指标设计:RED/USE黄金指标体系
指标设计:RED/USE黄金指标体系
指标设计方法论概览
监控指标设计是可观测性的基础。RED和USE是两种经典的方法论,分别面向服务和资源,帮助团队定义关键监控指标。
指标设计方法论:
┌─────────────────────────────────────────────────┐
│ RED 方法 │
│ 面向服务(Request-Driven) │
│ Rate | Errors | Duration │
├─────────────────────────────────────────────────┤
│ USE 方法 │
│ 面向资源(Resource-Oriented) │
│ Utilization | Saturation | Errors │
├─────────────────────────────────────────────────┤
│ 黄金信号 │
│ Google SRE四大信号 │
│ 延迟 | 流量 | 错误 | 饱和度 │
└─────────────────────────────────────────────────┘
RED方法(面向服务)
核心指标
class REDMetrics:
"""RED方法:Rate Errors Duration"""
def __init__(self, service_name: str):
self.service_name = service_name
# Rate:请求速率(QPS)
self.request_rate = Counter(
f'{service_name}_requests_total',
'Total requests',
['method', 'endpoint', 'status']
)
# Errors:错误率
self.error_rate = Counter(
f'{service_name}_errors_total',
'Total errors',
['method', 'endpoint', 'error_type']
)
# Duration:请求延迟
self.request_duration = Histogram(
f'{service_name}_request_duration_seconds',
'Request duration',
['method', 'endpoint'],
buckets=[.005, .01, .025, .05, .1, .25, .5, 1, 2.5, 5, 10]
)
def record_request(self, method: str, endpoint: str,
status: int, duration: float):
# 记录请求
self.request_rate.labels(
method=method, endpoint=endpoint, status=str(status)
).inc()
# 记录错误
if status >= 500:
self.error_rate.labels(
method=method, endpoint=endpoint, error_type='server'
).inc()
# 记录延迟
self.request_duration.labels(
method=method, endpoint=endpoint
).observe(duration)
RED指标查询
# Rate:请求速率
sum(rate(http_requests_total[5m])) by (service)
# Errors:错误率
sum(rate(http_requests_total{status=~"5.."}[5m])) by (service)
/
sum(rate(http_requests_total[5m])) by (service)
# Duration:P99延迟
histogram_quantile(0.99,
sum(rate(http_request_duration_seconds_bucket[5m])) by (le, service)
)
USE方法(面向资源)
核心指标
class USEMetrics:
"""USE方法:Utilization Saturation Errors"""
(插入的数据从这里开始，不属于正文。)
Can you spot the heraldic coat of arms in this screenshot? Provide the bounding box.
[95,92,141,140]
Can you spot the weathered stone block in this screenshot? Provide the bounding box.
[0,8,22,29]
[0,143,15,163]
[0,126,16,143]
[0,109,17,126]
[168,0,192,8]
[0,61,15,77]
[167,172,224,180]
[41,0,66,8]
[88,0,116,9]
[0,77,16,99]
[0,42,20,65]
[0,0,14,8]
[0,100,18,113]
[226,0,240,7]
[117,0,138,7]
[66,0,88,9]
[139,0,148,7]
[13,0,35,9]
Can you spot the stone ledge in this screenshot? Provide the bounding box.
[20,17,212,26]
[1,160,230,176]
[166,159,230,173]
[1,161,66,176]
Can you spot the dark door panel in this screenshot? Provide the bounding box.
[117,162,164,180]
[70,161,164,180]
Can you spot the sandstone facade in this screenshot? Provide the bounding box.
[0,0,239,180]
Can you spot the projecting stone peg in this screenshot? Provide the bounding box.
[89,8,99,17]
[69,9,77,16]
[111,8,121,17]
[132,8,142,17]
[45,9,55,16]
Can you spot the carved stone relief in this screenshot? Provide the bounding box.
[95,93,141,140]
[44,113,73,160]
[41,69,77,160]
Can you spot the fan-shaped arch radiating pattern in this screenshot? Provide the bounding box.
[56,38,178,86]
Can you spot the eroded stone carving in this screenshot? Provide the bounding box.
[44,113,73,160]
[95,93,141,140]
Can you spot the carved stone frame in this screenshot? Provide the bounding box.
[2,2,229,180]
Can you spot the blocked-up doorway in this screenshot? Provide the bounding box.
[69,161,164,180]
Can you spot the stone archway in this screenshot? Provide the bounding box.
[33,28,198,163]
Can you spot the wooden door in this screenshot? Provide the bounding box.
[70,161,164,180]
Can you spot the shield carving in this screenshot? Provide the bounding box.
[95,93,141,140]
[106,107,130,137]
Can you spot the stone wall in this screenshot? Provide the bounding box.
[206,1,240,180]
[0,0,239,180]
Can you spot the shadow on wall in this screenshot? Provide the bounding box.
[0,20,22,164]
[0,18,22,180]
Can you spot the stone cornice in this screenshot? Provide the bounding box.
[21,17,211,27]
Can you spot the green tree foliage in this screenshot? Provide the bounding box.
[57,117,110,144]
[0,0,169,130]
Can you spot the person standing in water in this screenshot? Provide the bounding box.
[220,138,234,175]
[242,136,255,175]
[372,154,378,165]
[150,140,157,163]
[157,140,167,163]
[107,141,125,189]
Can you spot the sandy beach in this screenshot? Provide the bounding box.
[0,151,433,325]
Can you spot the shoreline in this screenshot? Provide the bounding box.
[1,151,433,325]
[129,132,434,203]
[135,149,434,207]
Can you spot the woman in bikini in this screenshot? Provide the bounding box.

def __init__(self, resource_name: str):
self.resource_name = resource_name
# Utilization:资源使用率
self.utilization = Gauge(
f'{resource_name}_utilization_percent',
'Resource utilization',
['type'] # cpu, memory, disk, network
)
# Saturation:资源饱和度
self.saturation = Gauge(
f'{resource_name}_saturation',
'Resource saturation',
['type'] # queue_length, waiting_threads
)
# Errors:资源错误
self.errors = Counter(
f'{resource_name}_errors_total',
'Resource errors',
['type'] # hardware, software
)
def record_utilization(self, resource_type: str, value: float):
self.utilization.labels(type=resource_type).set(value)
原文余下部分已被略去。